Sebelumnya, enam orang tersangka lainnya telah lebih dulu menjalani penahanan sejak ditetapkan sebagai tersangka oleh Kejari Bukittinggi pada 11 Desember 2024 silam. Para tersangka yang telah ditahan tersebut berasal dari jajaran birokrasi dan pihak ketiga, antara lain:
- AL (47): Kepala Seksi Pengembangan Sarana pada Dinas Koperasi, UKM, dan Perdagangan Kota Bukittinggi. Berperan selaku PPK dan PPTK kegiatan Pengelolaan Pasar Atas tahun 2020 serta PPTK kegiatan Pengelolaan Pasar Atas periode Januari–Agustus 2021.
- HR: Kepala Bidang Pengelolaan Pasar Dinas Koperasi, UKM, dan Perdagangan Kota Bukittinggi.

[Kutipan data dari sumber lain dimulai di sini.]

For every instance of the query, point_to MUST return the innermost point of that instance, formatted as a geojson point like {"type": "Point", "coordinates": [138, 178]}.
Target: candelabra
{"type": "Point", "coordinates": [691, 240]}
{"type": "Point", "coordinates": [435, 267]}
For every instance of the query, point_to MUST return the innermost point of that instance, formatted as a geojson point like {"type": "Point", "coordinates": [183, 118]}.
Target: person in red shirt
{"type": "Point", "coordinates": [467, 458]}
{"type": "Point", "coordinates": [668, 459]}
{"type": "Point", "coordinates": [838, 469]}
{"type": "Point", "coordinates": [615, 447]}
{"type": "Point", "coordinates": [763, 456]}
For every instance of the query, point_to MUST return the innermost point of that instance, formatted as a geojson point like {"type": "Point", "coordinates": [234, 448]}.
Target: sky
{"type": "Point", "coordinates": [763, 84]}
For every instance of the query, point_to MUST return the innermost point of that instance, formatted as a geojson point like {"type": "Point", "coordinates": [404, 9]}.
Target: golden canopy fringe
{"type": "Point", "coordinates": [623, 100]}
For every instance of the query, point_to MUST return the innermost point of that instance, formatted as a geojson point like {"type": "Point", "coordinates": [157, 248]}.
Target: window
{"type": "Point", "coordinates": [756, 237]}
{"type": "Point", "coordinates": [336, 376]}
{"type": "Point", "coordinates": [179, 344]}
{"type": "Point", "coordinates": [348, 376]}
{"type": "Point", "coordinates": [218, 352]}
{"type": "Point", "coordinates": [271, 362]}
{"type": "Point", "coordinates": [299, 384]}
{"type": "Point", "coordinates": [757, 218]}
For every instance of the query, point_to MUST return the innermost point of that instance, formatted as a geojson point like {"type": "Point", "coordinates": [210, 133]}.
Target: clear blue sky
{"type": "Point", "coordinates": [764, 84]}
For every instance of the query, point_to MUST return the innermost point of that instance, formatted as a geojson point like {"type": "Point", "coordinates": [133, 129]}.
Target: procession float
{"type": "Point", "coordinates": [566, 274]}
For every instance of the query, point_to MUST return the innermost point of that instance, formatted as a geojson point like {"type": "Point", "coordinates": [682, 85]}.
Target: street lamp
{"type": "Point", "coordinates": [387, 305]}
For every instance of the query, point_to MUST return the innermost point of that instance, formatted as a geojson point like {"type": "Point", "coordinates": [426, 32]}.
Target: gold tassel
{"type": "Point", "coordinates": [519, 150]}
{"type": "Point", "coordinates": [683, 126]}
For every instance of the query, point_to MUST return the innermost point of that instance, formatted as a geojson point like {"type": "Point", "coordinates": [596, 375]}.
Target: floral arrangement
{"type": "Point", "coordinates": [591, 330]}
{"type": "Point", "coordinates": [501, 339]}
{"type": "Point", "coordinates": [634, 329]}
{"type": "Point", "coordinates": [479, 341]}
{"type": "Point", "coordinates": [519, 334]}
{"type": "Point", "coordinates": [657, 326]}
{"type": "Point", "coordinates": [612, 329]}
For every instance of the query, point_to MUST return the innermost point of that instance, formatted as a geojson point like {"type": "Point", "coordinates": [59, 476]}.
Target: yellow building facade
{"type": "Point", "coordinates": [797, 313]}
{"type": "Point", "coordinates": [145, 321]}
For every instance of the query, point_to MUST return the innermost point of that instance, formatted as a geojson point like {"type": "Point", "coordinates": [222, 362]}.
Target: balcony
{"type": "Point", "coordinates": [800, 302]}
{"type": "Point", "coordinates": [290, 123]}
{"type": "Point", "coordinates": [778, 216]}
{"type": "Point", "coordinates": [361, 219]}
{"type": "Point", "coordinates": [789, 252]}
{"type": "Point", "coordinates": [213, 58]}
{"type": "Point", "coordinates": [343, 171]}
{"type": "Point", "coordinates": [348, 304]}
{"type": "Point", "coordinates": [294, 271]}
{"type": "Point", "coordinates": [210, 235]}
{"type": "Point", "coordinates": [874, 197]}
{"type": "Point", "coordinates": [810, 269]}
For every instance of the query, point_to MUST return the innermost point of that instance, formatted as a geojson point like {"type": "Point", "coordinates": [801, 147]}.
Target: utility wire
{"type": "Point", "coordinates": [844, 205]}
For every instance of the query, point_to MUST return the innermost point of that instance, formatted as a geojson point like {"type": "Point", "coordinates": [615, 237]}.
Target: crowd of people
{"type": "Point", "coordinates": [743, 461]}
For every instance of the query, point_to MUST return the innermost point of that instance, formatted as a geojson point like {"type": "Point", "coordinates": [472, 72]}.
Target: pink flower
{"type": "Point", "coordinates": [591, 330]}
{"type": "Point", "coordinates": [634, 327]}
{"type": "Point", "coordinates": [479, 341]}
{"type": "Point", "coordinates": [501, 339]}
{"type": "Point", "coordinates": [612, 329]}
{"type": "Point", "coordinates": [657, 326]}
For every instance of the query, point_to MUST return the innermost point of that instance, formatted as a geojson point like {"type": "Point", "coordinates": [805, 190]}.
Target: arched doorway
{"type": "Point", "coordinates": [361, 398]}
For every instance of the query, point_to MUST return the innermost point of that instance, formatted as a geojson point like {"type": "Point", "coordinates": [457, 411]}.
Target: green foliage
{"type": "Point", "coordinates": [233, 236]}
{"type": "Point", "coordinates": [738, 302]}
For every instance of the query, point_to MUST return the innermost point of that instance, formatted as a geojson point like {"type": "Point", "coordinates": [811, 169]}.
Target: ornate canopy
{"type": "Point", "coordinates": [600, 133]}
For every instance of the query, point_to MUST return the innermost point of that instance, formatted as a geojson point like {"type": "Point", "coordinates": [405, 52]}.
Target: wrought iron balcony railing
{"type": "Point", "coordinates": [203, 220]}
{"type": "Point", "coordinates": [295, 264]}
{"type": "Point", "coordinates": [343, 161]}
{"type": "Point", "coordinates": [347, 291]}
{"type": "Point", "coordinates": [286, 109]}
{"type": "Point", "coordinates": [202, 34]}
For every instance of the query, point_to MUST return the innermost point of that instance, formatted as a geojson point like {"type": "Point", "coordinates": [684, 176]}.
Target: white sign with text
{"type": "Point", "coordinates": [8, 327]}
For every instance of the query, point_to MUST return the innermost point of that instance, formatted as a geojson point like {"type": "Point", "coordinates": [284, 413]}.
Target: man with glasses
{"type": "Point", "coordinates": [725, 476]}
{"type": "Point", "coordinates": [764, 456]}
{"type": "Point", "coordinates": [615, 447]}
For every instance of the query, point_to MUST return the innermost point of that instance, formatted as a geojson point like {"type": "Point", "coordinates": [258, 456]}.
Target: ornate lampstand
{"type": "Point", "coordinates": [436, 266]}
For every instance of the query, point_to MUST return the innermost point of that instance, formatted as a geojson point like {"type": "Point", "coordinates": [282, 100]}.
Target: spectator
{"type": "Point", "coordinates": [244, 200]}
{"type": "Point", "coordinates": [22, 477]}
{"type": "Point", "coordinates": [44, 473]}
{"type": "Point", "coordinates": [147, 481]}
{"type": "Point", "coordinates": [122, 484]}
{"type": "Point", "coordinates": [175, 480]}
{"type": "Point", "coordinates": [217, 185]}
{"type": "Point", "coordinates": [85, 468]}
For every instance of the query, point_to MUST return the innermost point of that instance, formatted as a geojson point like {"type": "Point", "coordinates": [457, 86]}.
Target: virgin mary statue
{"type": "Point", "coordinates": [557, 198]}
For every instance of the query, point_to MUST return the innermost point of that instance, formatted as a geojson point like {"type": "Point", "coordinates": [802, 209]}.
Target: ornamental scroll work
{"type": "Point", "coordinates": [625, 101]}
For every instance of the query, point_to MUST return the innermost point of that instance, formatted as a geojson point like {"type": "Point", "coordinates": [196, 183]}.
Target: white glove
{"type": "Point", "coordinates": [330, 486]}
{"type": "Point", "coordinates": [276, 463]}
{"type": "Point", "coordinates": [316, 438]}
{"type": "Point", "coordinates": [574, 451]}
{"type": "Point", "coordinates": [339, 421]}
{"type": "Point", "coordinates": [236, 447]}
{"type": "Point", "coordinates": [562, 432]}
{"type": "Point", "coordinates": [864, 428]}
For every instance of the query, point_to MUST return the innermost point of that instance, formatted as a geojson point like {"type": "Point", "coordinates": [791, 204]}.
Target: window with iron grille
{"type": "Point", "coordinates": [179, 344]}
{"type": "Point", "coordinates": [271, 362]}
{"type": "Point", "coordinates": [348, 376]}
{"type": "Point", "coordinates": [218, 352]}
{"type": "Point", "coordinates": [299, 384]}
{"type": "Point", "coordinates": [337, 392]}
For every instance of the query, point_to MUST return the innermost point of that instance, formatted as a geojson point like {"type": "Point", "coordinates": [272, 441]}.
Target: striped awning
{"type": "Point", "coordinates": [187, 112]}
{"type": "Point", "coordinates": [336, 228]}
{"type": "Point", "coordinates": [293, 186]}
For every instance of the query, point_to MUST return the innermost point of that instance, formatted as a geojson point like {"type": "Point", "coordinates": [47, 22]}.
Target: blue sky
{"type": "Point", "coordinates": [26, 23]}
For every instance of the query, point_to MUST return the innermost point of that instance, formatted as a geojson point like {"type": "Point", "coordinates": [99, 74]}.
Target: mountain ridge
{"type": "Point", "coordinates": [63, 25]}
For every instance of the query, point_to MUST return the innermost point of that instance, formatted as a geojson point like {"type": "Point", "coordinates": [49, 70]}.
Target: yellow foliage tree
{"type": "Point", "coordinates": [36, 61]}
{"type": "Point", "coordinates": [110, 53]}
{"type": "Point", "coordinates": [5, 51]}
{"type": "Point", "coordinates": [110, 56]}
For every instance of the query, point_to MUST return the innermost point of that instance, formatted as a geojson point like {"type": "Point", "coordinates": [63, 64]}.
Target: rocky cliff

Berperan sebagai KPA kegiatan Pengelolaan Pasar Atas tahun 2020, serta KPA dan PPK kegiatan Pengelolaan Pasar Atas periode Januari–Agustus 2021.
- RY: Kepala Bidang Pengelolaan Pasar Dinas Koperasi, UKM, dan Perdagangan Kota Bukittinggi.
- RO: Pihak swasta selaku Direktur PT Oksiada Mandiri yang bertindak sebagai penyedia jasa kebersihan di Pasar Atas tahun 2020.
- JF: Pihak swasta selaku penerima kuasa Direksi PT Oksiada Mandiri.
- SH: Pihak swasta yang bertindak sebagai koordinator tenaga jasa kebersihan Pasar Atas tahun 2020–2021.
Proses Hukum Selanjutnya
Pasca-penangkapan di wilayah Tangerang Selatan, Tim SIRI Kejagung langsung melakukan pengamanan sementara terhadap YY guna mempermudah koordinasi dengan tim penyidik di daerah asal kasus tersebut bergulir.
“Selanjutnya, Tersangka YY dititipkan sementara di Kejaksaan Negeri Jakarta Selatan untuk kemudian diserahkan kepada Jaksa Penyidik Kejaksaan Negeri Bukittinggi,” kata Anang.
Menutup keterangannya, Kapuspenkum kembali menegaskan komitmen Korps Adhyaksa dalam memburu para pelaku kejahatan yang mencoba menghindar dari jerat hukum. Langkah tegas ini sejalan dengan arahan langsung dari Jaksa Agung RI yang menginstruksikan jajarannya untuk terus memonitor dan menangkap buronan yang masih berkeliaran demi terwujudnya kepastian hukum.
Jaksa Agung mengimbau kepada seluruh buronan dalam Daftar Pencarian Orang (DPO) Kejaksaan RI untuk segera menyerahkan diri dan mempertanggungjawabkan perbuatannya. Pihak Kejaksaan menegaskan bahwa tidak ada tempat bersembunyi yang aman bagi para buronan.